[This is a fiction I co-authored with Louise Norlie. I will be publishing the story in serial installments, every Monday for the next little while. Stay tuned.]
As a child, I was rather large: tall and heavy. By the time I entered university (on a wrestling scholarship), I was six foot four and weighed two hundred and forty pounds. Long before that I began to read true crime novels about women who “go crazy” and kill their abusive husbands or boyfriends. I read communist literature and the writers of German Idealism. I avoided the newspapers and television. I read chemistry textbooks and books on mathematics, both practical and theoretical. To say the least, my reading interests were varied.
I eventually found work at a small used bookstore, and had plenty of time alone between attending lectures, writing essays, and studying for examinations.
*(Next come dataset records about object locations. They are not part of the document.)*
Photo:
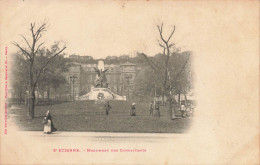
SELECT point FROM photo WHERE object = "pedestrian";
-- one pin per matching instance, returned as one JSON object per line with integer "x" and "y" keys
{"x": 48, "y": 123}
{"x": 151, "y": 108}
{"x": 183, "y": 110}
{"x": 107, "y": 107}
{"x": 132, "y": 112}
{"x": 157, "y": 109}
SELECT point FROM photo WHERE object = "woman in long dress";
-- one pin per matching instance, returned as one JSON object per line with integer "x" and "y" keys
{"x": 48, "y": 123}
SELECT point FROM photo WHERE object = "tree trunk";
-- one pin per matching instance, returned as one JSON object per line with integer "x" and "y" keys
{"x": 31, "y": 93}
{"x": 179, "y": 99}
{"x": 31, "y": 103}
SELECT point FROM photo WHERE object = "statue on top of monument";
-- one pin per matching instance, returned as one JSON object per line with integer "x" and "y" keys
{"x": 101, "y": 80}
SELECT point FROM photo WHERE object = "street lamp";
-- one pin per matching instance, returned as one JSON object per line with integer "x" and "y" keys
{"x": 72, "y": 80}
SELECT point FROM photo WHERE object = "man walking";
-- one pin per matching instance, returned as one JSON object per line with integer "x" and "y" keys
{"x": 151, "y": 108}
{"x": 107, "y": 107}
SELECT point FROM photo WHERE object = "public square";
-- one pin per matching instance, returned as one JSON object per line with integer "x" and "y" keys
{"x": 86, "y": 116}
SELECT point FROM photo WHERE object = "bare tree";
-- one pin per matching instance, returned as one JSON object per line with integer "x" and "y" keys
{"x": 164, "y": 42}
{"x": 30, "y": 53}
{"x": 168, "y": 82}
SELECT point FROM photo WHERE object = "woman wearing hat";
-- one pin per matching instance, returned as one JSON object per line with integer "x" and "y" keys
{"x": 132, "y": 112}
{"x": 48, "y": 124}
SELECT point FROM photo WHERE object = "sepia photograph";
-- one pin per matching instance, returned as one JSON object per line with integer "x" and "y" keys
{"x": 129, "y": 82}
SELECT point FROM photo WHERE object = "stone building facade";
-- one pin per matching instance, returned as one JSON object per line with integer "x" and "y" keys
{"x": 81, "y": 78}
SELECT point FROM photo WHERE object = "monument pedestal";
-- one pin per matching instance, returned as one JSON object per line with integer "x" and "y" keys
{"x": 99, "y": 94}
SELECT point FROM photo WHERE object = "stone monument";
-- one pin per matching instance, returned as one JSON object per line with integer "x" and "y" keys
{"x": 101, "y": 91}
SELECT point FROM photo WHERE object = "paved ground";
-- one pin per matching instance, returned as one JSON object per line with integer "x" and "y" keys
{"x": 86, "y": 116}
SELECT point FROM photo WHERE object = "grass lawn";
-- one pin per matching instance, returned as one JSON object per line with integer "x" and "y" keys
{"x": 90, "y": 117}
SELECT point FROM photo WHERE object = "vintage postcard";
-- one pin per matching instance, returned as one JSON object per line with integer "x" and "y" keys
{"x": 129, "y": 82}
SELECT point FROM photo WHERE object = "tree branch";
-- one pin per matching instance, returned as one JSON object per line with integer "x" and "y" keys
{"x": 26, "y": 41}
{"x": 38, "y": 47}
{"x": 41, "y": 70}
{"x": 171, "y": 34}
{"x": 25, "y": 53}
{"x": 151, "y": 63}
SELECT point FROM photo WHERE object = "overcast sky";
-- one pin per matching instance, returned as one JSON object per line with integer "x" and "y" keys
{"x": 100, "y": 28}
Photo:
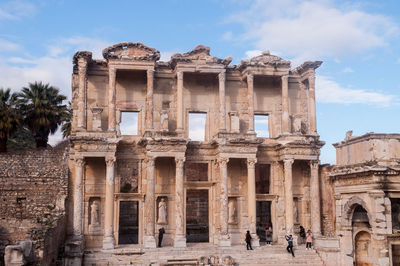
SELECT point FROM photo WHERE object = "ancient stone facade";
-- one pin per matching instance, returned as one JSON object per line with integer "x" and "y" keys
{"x": 158, "y": 172}
{"x": 362, "y": 196}
{"x": 33, "y": 190}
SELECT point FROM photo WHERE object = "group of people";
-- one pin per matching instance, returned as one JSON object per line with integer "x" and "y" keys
{"x": 304, "y": 238}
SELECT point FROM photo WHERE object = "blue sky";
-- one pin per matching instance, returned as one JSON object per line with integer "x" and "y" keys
{"x": 357, "y": 87}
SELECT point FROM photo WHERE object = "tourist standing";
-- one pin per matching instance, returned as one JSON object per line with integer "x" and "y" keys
{"x": 268, "y": 235}
{"x": 308, "y": 239}
{"x": 302, "y": 234}
{"x": 161, "y": 233}
{"x": 248, "y": 241}
{"x": 289, "y": 248}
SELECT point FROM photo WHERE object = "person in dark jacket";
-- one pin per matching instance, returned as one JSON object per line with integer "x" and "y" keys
{"x": 248, "y": 241}
{"x": 289, "y": 248}
{"x": 161, "y": 233}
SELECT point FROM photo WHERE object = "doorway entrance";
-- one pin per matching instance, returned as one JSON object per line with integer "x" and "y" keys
{"x": 128, "y": 222}
{"x": 263, "y": 212}
{"x": 197, "y": 227}
{"x": 363, "y": 249}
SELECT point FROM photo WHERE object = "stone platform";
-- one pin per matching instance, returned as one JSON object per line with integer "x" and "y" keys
{"x": 264, "y": 255}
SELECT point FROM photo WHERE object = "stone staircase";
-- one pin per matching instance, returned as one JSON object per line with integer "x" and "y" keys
{"x": 264, "y": 255}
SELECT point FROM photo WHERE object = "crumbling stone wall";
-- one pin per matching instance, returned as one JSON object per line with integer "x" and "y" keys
{"x": 33, "y": 189}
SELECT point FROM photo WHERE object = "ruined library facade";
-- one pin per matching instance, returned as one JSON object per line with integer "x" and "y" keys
{"x": 208, "y": 150}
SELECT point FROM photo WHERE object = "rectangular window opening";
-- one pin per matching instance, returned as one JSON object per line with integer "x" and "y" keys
{"x": 197, "y": 126}
{"x": 129, "y": 123}
{"x": 261, "y": 126}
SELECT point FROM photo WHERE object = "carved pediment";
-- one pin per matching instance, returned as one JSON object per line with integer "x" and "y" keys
{"x": 81, "y": 54}
{"x": 199, "y": 55}
{"x": 265, "y": 59}
{"x": 307, "y": 65}
{"x": 131, "y": 51}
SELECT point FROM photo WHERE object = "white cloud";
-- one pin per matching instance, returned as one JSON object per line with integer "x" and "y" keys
{"x": 8, "y": 46}
{"x": 313, "y": 29}
{"x": 348, "y": 70}
{"x": 328, "y": 91}
{"x": 16, "y": 9}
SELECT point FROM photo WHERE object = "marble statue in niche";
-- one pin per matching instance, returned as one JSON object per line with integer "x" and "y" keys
{"x": 162, "y": 212}
{"x": 232, "y": 211}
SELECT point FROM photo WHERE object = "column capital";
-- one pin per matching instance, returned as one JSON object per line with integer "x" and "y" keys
{"x": 150, "y": 161}
{"x": 180, "y": 162}
{"x": 223, "y": 162}
{"x": 314, "y": 164}
{"x": 222, "y": 76}
{"x": 288, "y": 162}
{"x": 251, "y": 162}
{"x": 250, "y": 77}
{"x": 110, "y": 161}
{"x": 179, "y": 75}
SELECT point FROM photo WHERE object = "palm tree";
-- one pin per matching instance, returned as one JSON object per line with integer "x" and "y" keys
{"x": 66, "y": 127}
{"x": 42, "y": 109}
{"x": 10, "y": 119}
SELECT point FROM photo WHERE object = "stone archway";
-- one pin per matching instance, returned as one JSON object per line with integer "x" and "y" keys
{"x": 362, "y": 249}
I was not invited to parties; I never raised my hand during lecture or tutorial; when called on to speak I gave short and terse, but smart, answers; no one talked to me and I did not approach anyone.
I also read the works of the D.A.F. de Sade, Freud, Maldoror by Ducasse, Bataille, and the French “post-structuralists.”
One night the phone rang as I slept in my room at the university. It was the police. I became immediately suspicious and asked what was going on.
“Are you Dupin Grammar?”
“We have some very terrible news …”
They told me that my parents were killed in a car accident caused by drunk driving; the vehicle that collided with them swerved out of control and hit them while they were on their evening walk.
I blinked. Several times.
They said they were sorry, I did not believe them. I said I understood, but I did not understand: Drinking and driving is illegal. Again, the law had hurt me; or at least had failed to protect me.
They told me that the driver and his passengers, another man and two women, college students, were all very drunk but had survived with severe injuries.
After a while they went away. In my mind I walked into my parents’ empty room and curled up in my parents’ empty bed. Meanwhile I wept tears of blood.
That night: September 11, 2001.
My problem with all that I saw on the news was this: the acts of extremism and terror were not extreme enough, were not terrible enough. The goals of these individuals or organizations were always the same: to disrupt the system and gain control of it, to replace it with what they imagined to be something better. Laughable. Not to mention their choice of targets, which were almost always aimed at economic or political centers, or they targeted innocents who really had nothing to do with the cause they were against. Hysterical.